La tendenza positiva si è dunque arrestata: prima della pandemia i Paesi africani erano tra quelli che crescevano di più al mondo, ma con la guerra in Ucraina sono passati dal 4,8% nel 2021 al 3,8% nel 2022. La cosa più grave è l’aumento del debito pubblico, che rischia di provocare una crisi finanziaria come quella degli anni Ottanta e Novanta. A causa di tale debolezza, l’Africa prende in prestito a un costo più alto rispetto al resto del mondo: l’accesso ai mercati finanziari internazionali diviene più difficile.

Sebbene il livello generale degli scambi tra il continente e la Russia e l’Ucraina sia trascurabile, alcuni Paesi ne dipendono per importazioni cruciali come grano, mais, fertilizzanti o acciaio. A titolo indicativo, solo nel 2020 i Paesi africani hanno importato l’equivalente di 4 miliardi di dollari in prodotti agricoli dalla Russia e di quasi 3 miliardi dall’Ucraina. Inoltre Russia e Ucraina forniscono rispettivamente il 32% e il 12% del fabbisogno di grano del continente. Oggi l’inflazione media in Africa va oltre il 13% e il rialzo dei prezzi delle materie prime sarà avvertito almeno fino al 2024.

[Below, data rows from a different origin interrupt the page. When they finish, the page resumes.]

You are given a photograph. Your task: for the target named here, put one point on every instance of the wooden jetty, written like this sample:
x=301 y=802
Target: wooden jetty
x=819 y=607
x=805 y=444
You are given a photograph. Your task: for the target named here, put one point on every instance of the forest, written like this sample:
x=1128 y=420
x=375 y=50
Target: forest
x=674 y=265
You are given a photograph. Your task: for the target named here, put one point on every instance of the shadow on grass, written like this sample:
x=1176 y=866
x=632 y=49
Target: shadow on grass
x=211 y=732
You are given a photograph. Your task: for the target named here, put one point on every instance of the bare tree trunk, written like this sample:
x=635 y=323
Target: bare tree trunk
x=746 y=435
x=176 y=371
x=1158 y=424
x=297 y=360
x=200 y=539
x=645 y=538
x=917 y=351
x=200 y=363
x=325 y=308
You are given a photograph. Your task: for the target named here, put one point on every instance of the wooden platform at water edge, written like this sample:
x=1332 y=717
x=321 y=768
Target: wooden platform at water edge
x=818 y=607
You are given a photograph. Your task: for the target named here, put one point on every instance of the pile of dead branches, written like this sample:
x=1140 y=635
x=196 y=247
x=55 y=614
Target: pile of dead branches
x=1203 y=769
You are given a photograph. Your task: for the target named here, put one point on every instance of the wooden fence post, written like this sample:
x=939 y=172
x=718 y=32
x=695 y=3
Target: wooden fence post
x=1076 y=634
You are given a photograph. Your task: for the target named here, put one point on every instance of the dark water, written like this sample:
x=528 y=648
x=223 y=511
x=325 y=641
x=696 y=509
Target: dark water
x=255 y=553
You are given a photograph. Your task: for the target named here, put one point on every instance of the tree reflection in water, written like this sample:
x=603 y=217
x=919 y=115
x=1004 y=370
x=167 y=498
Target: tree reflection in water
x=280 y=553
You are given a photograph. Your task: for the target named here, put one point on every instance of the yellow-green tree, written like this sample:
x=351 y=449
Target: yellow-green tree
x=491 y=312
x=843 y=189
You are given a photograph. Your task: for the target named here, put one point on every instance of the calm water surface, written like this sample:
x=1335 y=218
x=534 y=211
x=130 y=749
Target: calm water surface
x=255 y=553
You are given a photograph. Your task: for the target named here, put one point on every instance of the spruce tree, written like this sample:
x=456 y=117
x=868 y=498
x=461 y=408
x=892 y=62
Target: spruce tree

Per la Fao, nel continente il prezzo del mais è cresciuto in media dell’80%, con aumenti del 50% per la farina, 40% per il riso, 37% per l’olio, 30% per il pollame, 20% per le arance e 10% per i pomodori. Quanto al grano, la Nigeria, quarto importatore mondiale, acquista il 25% del suo fabbisogno da Ucraina e Russia, mentre Benin e Somalia ne dipendono al 100%. Sudan, Uganda e Tanzania acquistano quasi la metà delle loro importazioni dai due Paesi in guerra. L’evoluzione dei prezzi dell’energia ha fatto temere il peggio nel 2022, anche se nel 2023 la situazione sembra stabilizzata, con la decisione del G7 di limitare il prezzo del greggio a 60 dollari al barile. Tuttavia nulla è assicurato: l’Arabia Saudita non accetta le limitazioni proposte e la Russia è entrata come osservatore nell’Opec (Opec+). Se prosegue, la guerra potrà ancora avere forti ripercussioni negative sul continente.

Non a caso al vertice Ua si è molto discusso di una mediazione africana. Idea molto difficile da mettere in pratica, ma che dimostra l’estrema preoccupazione africana per il conflitto.